South-South Collaboration To Strengthen Evidence Use in Africa
We are part of the Africa Evidence Network (AEN), the Global Evidence Synthesis Initiative (GESI) and the World Health Organisation Evidence Informed Policy Network (WHO-EVIPNet). We have collaborated with Scientists from the University of Johannesburg (Africa Centre for Evidence), the South African Cochrane Centre (SACC), Kenya Medical Research Institute (KEMRI) as well as local Ugandan institutions (Uganda Medical Association and the Ministry of Health) to advance the Research To Policy (R2P) agenda. More recently, we are working in partnership with the American University of Beirut (AUB) to scale up Rapid Response Mechanisms in East Central and Southern Africa (ECSA) and the Middle East and North African (MENA) regions, now codenamed UsEvidence. Indeed we have had successful North-South engagements with John Lavis at McMaster Health Forum, Canada; whilst Andrew Oxman of the Cochrane group Effective Practice and Organization of Care (EPOC) supported our inaugural training in 2013. In May 2017 we held a joint training with Howard White the Campbell Collaboration (CC) for the Office of The Prime Minister, Government of Uganda.
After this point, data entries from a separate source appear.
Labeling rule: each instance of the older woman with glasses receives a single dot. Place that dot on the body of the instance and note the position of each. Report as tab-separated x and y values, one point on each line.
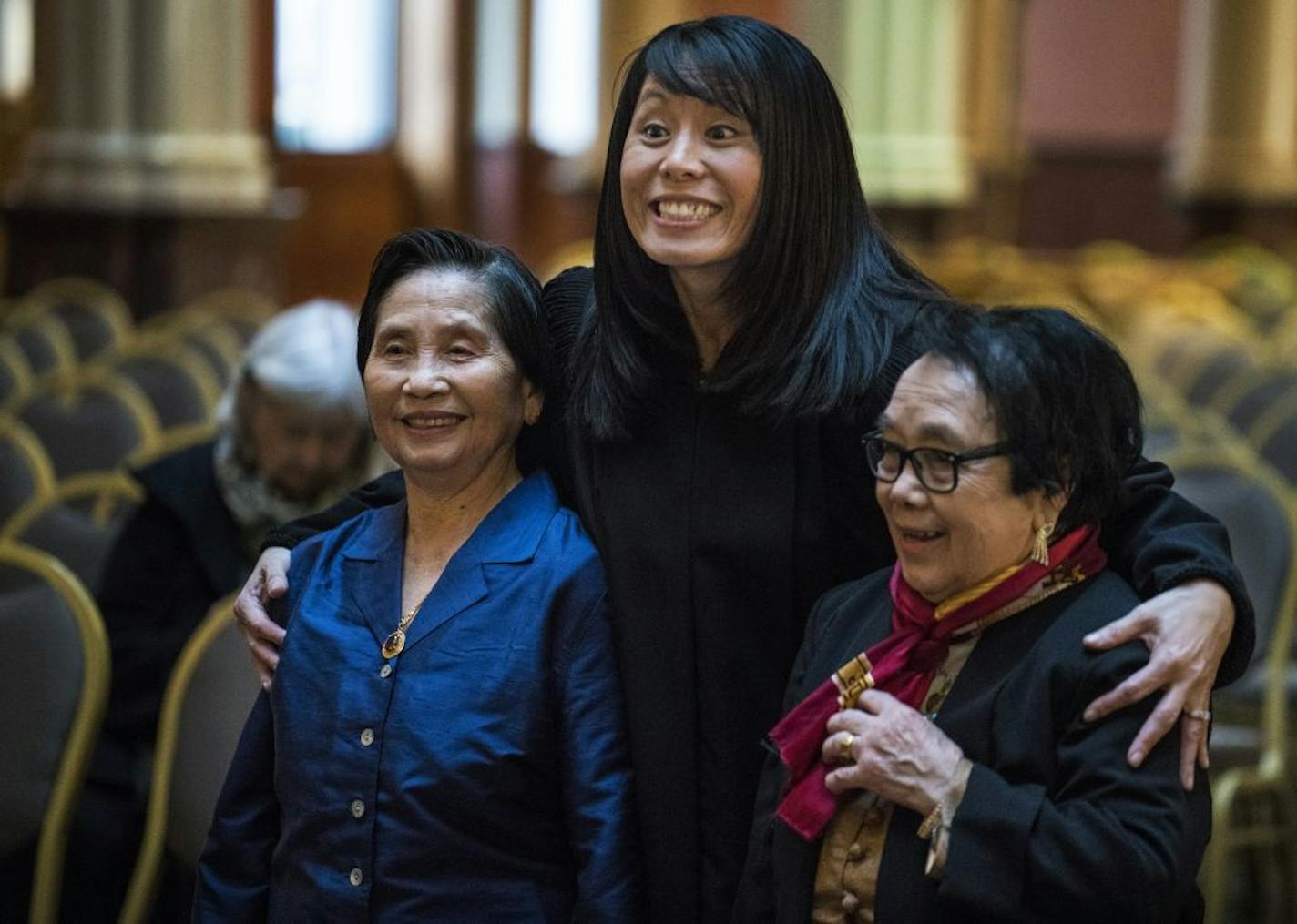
935	762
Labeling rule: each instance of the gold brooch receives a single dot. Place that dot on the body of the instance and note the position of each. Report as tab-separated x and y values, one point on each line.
394	643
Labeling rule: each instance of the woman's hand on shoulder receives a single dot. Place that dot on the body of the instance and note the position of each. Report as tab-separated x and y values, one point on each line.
893	750
269	581
1187	630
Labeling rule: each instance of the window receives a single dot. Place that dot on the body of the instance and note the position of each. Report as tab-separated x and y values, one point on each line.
15	40
335	74
565	103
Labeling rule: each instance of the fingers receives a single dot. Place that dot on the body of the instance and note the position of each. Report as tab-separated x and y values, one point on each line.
840	748
1159	721
265	658
1135	624
274	565
1134	688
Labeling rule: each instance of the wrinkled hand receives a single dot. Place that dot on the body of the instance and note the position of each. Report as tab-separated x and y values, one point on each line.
895	752
1187	630
269	581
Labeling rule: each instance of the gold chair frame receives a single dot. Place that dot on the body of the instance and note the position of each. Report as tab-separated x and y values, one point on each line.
88	293
1270	777
25	380
144	880
42	470
52	844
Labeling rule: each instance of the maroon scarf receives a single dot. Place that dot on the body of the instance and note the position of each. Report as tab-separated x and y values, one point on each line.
903	664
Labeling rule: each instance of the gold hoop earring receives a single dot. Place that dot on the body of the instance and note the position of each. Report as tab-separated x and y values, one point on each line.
1040	547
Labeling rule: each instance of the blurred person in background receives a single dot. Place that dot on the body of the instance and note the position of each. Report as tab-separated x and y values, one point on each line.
745	321
292	437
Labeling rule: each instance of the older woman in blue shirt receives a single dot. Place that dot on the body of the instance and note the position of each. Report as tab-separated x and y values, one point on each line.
444	739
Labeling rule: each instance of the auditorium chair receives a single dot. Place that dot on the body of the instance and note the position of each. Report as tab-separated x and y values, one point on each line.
91	424
43	341
177	380
15	377
207	701
78	523
95	317
54	683
1254	798
27	474
1279	446
1248	401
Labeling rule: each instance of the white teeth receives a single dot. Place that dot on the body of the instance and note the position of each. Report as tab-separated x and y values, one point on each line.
694	210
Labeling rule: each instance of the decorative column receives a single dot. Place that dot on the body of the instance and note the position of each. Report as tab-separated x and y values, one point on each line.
1236	140
993	37
143	168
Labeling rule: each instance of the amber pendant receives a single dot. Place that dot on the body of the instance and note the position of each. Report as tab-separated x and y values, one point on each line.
393	645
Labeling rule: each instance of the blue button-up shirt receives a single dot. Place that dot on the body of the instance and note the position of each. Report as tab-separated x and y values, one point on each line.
479	776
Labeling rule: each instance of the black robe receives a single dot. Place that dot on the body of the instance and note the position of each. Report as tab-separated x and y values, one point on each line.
719	530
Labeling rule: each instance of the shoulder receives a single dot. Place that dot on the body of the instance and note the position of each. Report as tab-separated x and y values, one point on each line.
842	612
565	303
323	547
1089	605
1067	618
567	551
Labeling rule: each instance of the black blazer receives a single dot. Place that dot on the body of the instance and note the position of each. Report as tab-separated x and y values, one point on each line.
1055	825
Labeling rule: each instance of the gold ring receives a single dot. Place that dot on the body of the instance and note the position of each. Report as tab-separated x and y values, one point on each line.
844	746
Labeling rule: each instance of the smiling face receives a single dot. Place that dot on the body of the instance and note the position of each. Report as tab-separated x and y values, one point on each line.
690	179
950	542
445	398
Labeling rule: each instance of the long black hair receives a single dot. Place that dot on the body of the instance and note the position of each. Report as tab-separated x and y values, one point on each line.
819	288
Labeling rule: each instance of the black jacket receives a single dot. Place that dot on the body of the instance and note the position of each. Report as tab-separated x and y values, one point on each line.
1055	826
719	530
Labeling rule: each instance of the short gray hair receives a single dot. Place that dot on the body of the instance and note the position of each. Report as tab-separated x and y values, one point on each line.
303	354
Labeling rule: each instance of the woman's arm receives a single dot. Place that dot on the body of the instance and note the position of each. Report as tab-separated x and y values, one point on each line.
1103	841
234	871
596	761
1196	621
269	578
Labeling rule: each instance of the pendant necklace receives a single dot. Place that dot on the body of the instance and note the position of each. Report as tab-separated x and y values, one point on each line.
394	643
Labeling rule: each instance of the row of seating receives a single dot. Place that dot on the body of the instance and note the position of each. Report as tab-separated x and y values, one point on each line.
55	656
1213	341
85	394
Evidence Synthesis in South Africa: Key Lessons
“If you want to move fast, move alone. If you want to move far, move together”. This African proverb characterized my visit at the Africa Centre for Evidence (ACE), University of Johannesburg, in the winter of 2017. I participated in a public lecture on Evidence Synthesis in Africa. This audience was quite receptive and engaged, each having a stake in moving forward the EIDM agenda in Africa. Remarkably, physical presence of the DPME of the South African government was reassuring that we are on track together with decision takers and policy makers. Indeed South Africa remains our powerhouse and providing this leadership in the African continent has never been timelier. It is no wonder in September 2017; all roads lead to Cape Town for the Global Evidence Summit. A key take home message from this session was “…At all times, we mustn’t forget the dangers of driving findings from a single study and this message should permeate through the web of the Africa Evidence Network…”
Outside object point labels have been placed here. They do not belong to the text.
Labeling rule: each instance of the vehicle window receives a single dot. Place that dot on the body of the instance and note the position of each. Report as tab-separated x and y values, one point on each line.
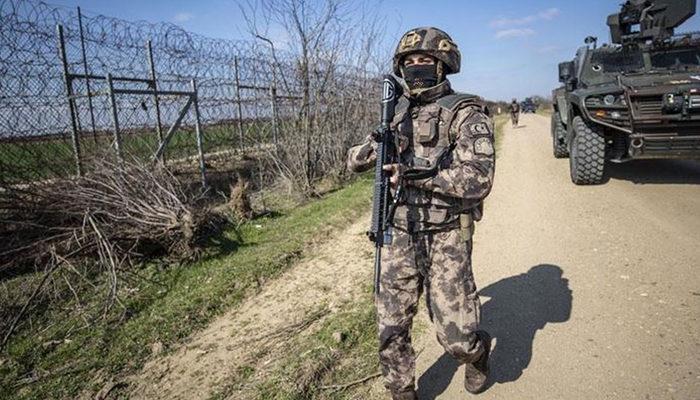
676	58
617	61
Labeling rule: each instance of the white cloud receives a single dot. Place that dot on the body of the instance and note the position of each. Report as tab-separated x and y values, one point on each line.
183	17
548	49
545	15
549	14
513	33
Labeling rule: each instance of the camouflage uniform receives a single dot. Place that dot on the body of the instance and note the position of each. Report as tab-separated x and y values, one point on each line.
432	243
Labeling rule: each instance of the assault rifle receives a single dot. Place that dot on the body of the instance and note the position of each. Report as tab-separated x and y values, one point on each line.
384	204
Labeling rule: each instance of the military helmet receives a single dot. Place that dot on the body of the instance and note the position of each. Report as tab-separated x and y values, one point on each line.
431	41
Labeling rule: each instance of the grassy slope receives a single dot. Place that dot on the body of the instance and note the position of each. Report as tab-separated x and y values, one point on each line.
174	302
331	363
198	293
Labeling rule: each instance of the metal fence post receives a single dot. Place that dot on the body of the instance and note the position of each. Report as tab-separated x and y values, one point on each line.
273	100
87	76
115	118
71	102
238	100
156	100
200	136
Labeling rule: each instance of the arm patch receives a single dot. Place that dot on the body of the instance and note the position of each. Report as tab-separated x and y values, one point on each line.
483	146
480	129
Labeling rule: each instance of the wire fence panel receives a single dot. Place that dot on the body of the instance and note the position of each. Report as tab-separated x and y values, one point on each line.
59	112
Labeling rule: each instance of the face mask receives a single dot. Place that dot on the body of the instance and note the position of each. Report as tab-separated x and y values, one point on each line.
420	76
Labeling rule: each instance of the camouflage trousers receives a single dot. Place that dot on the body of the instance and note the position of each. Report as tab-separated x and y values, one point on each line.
440	264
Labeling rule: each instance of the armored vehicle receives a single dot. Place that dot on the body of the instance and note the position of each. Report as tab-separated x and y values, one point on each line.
638	97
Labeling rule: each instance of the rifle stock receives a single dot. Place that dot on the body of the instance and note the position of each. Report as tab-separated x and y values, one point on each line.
380	231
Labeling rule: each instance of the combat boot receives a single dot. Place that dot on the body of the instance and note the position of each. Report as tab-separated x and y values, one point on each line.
476	374
407	395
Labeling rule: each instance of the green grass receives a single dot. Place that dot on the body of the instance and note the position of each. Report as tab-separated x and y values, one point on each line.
318	360
171	304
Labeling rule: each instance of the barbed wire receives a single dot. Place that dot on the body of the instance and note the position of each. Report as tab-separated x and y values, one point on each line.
233	81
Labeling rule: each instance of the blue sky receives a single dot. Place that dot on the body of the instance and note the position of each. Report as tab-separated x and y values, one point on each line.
509	48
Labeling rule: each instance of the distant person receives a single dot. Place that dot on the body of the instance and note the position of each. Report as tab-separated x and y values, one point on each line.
450	136
514	110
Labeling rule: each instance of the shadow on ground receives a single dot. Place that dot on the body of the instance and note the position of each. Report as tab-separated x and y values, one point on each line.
517	308
656	171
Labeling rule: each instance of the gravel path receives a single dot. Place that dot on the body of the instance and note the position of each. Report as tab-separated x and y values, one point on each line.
589	292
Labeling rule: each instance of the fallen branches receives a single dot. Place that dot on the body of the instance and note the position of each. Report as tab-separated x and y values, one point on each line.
107	222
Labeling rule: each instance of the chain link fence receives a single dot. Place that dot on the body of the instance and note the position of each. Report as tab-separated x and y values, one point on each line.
76	87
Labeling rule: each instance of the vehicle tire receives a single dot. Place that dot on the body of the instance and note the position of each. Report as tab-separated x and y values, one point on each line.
586	154
558	137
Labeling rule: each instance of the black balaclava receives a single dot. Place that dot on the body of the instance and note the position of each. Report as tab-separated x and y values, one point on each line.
420	77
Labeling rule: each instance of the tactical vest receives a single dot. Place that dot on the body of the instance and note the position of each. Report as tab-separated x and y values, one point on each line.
431	131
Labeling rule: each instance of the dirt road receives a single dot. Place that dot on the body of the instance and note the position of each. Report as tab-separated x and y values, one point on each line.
590	292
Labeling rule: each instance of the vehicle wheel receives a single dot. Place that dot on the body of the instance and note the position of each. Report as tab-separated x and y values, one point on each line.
558	137
586	154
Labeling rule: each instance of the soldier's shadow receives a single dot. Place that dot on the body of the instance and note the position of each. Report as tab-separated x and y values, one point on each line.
518	307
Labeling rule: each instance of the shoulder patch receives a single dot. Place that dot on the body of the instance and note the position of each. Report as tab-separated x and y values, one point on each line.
483	146
479	129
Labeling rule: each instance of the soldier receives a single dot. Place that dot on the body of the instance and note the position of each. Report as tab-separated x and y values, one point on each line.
451	136
514	109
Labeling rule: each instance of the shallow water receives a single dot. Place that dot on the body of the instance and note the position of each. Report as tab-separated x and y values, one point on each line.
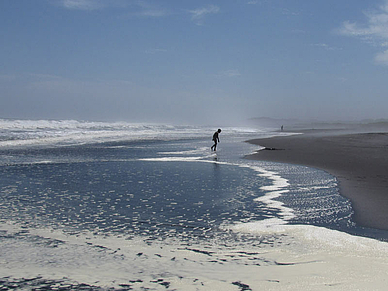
167	213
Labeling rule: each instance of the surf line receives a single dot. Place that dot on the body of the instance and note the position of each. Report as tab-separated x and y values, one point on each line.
276	189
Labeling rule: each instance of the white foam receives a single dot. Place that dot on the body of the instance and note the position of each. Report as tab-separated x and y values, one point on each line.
305	258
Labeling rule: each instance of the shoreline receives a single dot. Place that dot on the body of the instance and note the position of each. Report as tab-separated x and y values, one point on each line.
358	159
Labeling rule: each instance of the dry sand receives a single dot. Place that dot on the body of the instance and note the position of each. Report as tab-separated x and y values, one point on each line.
359	160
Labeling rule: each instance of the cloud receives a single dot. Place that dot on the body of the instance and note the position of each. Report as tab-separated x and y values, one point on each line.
150	10
140	7
198	15
155	51
374	32
382	58
83	4
228	74
326	46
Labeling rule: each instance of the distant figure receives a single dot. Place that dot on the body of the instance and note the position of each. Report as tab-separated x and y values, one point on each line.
216	139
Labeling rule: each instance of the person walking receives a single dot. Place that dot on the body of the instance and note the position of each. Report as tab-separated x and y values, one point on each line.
216	139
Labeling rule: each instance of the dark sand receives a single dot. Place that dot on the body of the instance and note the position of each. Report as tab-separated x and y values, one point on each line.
358	160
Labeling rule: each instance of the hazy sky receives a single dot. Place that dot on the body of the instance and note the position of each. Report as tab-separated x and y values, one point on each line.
184	61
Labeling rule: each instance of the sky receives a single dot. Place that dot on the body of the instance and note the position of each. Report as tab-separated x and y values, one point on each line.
193	61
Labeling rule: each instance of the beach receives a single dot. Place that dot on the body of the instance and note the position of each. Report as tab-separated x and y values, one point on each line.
357	158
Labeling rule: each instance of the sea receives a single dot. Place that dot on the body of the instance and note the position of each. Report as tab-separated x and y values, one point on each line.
135	206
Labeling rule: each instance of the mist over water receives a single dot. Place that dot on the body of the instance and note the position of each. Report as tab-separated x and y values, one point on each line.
123	206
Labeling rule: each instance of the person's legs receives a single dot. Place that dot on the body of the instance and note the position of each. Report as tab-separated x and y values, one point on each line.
215	145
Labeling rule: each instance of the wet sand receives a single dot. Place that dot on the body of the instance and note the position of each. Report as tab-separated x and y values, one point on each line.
358	160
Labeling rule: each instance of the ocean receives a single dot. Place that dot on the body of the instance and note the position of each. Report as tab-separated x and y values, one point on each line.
126	206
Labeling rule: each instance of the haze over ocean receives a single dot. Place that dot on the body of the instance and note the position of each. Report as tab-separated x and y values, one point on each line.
119	205
107	111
The collaborative learning at the ACE, during the critical appraisal of included studies into the systematic review on the effects of interventions supporting women’s participation in the labour market in LMICs. It was a convergence of paradigms from different teams of scientists in the social sciences, medicine, economics and environment/ecosystems. This 360 degree collaborative interdisciplinary critical thinking, learning and exchange is more likely to propel Africa to achieve the Sustainable Development Goals by 2030. In as much as I have been involved with systematic reviewing for nearly half a decade, face-to-face interaction remains crucial in optimizing synergies in review teams. I am grateful to the funding support by the ACE/DFID to further up-skill my competence is evidence synthesis.
Last but not least, “siyabonga” for the typical South African rainbow hospitality. The people at this Research Village were warm, in such a cold winter: Ruth, Christa, Mary, Zafeer, Natalie, Yvonne, Charity, Promise, Desyree, Precious and obviously my main man Laurenz. Obviously, I had such a wonderful stay at Twickenham guesthouse. The food, music and scenery of Johannesburg are cherished memories.